Au maximum, ça peut être un jour de l'ordre de la "confession bernanosienne", c’est-à-dire de cette découverte de l'échec grâce à la présence d’un autre. A ce moment-là, ce n’est plus une confession, c'est une découverte. C'est parce qu'on est près de tel être qui se trouve être plus spécialement spirituel, plus approprié à notre être propre, que nous découvrons l'échec. Lorsqu'il est découvert, nous n’avons nulle possibilité et nous ne  devons  pas l'exprimer car,  dans la mesure  où nous l'exprimons, nous le dénaturons. Seulement cette présence certaine et cependant non  avouable de l'échec est au départ la base la plus solide de la fraternité, parce que ce qui est en moi et que je ne peux pas vous dire mais que je sais être en vous sans que je puisse le connaître se trouve être la base la plus commune à chacun d'entre nous, notre fraternité dans le dénuement. La fraternité dans le dénuement est la base humaine de la fraternité en Jésus-Christ. Ceci ne se manifeste certainement pas par des  paroles. Mais quand un homme porte son échec de la façon dont je vous parle, avec suffisamment de réalité, de  continuité  (car  en  définitive  nous  portons notre échec un jour et puis nous nous endormons pendant un mois... un an), un homme qui porte suffisamment avec réalité son échec de base  se  trouve  être  dans  une disposition intérieure qui,  sans se manifester du dehors de façon singulière, est extraordinairement capable à la fois de comprendre et d'aider l'autre.
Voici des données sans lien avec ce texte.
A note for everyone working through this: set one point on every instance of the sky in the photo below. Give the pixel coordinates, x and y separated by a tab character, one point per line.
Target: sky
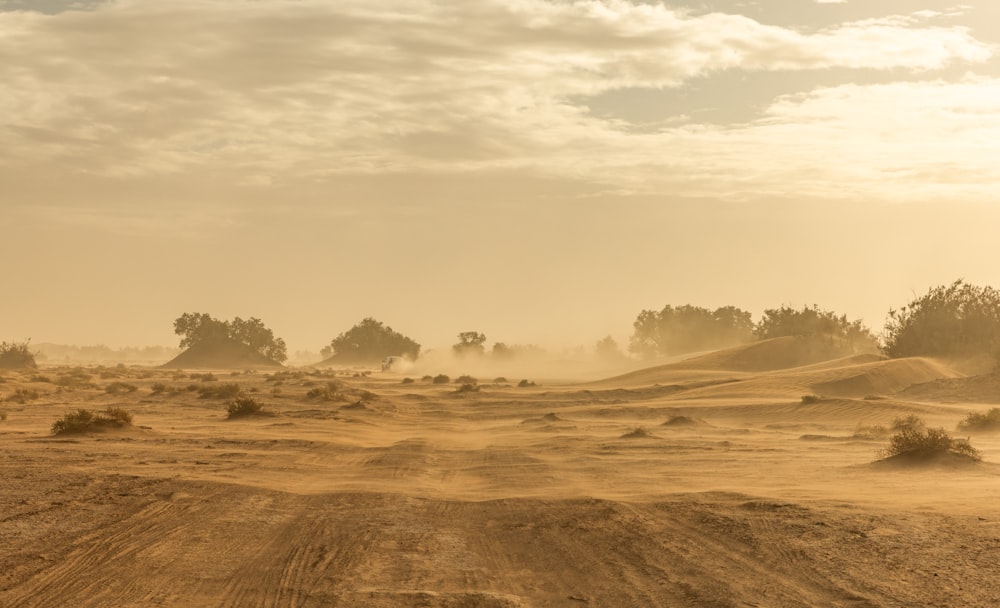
537	170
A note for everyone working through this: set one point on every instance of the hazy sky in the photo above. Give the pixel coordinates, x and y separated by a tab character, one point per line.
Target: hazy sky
539	170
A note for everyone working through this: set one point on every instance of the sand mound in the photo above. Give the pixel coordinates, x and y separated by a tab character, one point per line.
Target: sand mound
767	355
917	460
220	354
684	421
882	377
984	388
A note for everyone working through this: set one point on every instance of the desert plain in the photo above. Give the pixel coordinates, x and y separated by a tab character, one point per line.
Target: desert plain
705	481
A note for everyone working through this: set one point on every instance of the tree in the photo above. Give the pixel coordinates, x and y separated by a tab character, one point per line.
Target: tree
811	321
953	320
684	329
201	328
470	343
16	355
370	341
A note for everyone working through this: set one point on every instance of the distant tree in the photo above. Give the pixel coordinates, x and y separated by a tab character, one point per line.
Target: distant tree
370	341
684	329
470	343
812	321
16	355
198	328
953	320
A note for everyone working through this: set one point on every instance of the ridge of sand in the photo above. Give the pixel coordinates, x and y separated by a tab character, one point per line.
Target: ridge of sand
220	354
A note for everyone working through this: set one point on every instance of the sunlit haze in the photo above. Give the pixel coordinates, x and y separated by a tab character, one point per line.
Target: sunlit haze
536	170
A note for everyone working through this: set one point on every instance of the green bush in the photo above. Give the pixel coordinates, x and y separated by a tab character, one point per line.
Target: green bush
926	443
245	406
330	392
16	355
84	420
988	422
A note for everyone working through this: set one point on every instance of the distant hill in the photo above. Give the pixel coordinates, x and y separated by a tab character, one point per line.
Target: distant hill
220	354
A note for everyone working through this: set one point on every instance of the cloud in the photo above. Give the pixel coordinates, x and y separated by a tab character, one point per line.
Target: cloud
276	94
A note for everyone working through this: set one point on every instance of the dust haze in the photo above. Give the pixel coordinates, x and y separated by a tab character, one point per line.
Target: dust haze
533	304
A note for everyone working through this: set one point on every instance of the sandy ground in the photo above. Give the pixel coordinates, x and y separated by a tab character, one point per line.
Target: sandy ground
398	494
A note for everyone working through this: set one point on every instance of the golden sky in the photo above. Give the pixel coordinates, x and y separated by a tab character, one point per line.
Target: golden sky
539	170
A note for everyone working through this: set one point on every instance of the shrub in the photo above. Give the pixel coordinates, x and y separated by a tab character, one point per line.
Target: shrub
84	420
227	390
330	392
990	421
958	319
74	378
120	387
927	443
245	406
370	341
16	355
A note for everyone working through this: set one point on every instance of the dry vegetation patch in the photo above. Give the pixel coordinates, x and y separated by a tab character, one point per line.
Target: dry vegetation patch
82	421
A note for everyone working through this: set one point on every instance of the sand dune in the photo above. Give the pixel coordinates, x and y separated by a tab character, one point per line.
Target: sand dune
559	495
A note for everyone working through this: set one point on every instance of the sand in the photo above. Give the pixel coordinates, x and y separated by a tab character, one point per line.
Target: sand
564	494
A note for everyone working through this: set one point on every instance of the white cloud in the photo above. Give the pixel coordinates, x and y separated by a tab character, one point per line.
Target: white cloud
275	92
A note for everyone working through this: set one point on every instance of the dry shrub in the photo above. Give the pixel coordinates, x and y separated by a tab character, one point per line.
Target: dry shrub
83	420
923	443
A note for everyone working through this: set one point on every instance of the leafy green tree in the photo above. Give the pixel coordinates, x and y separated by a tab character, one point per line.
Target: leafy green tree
953	320
811	321
16	355
201	328
470	343
684	329
370	341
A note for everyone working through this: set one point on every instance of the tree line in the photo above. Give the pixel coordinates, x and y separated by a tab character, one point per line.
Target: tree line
949	320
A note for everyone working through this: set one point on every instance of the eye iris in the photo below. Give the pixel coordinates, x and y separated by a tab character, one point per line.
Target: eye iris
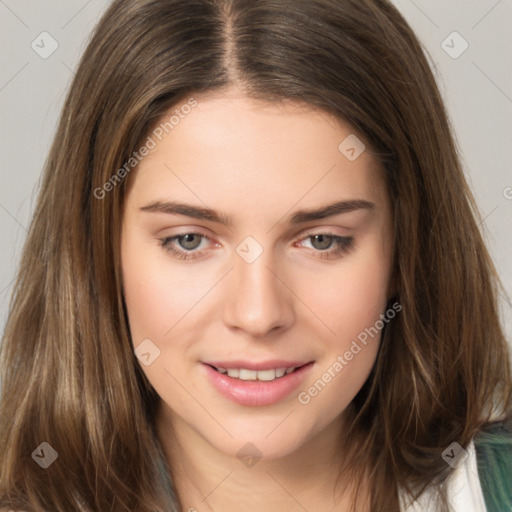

Déjà sur un plan psychologique, ce n'est pas le riche qui donne au pauvre, c'est le plus pauvre qui donne au moins pauvre. Dans la  mesure  où  nous  portons  lourdement notre échec, nous sommes capables de donner à ceux qui le portent plus légèrement. Ce ne sont pas  ceux  qui croient avoir une vie réussie qui sont capables d'aider les autres à réussir  leur vie.

Topo de Marcel Légaut du 1er août 1961 :   extrait n°8

 …A suivre : «ATTEINDRE LA SÉRÉNITÉ»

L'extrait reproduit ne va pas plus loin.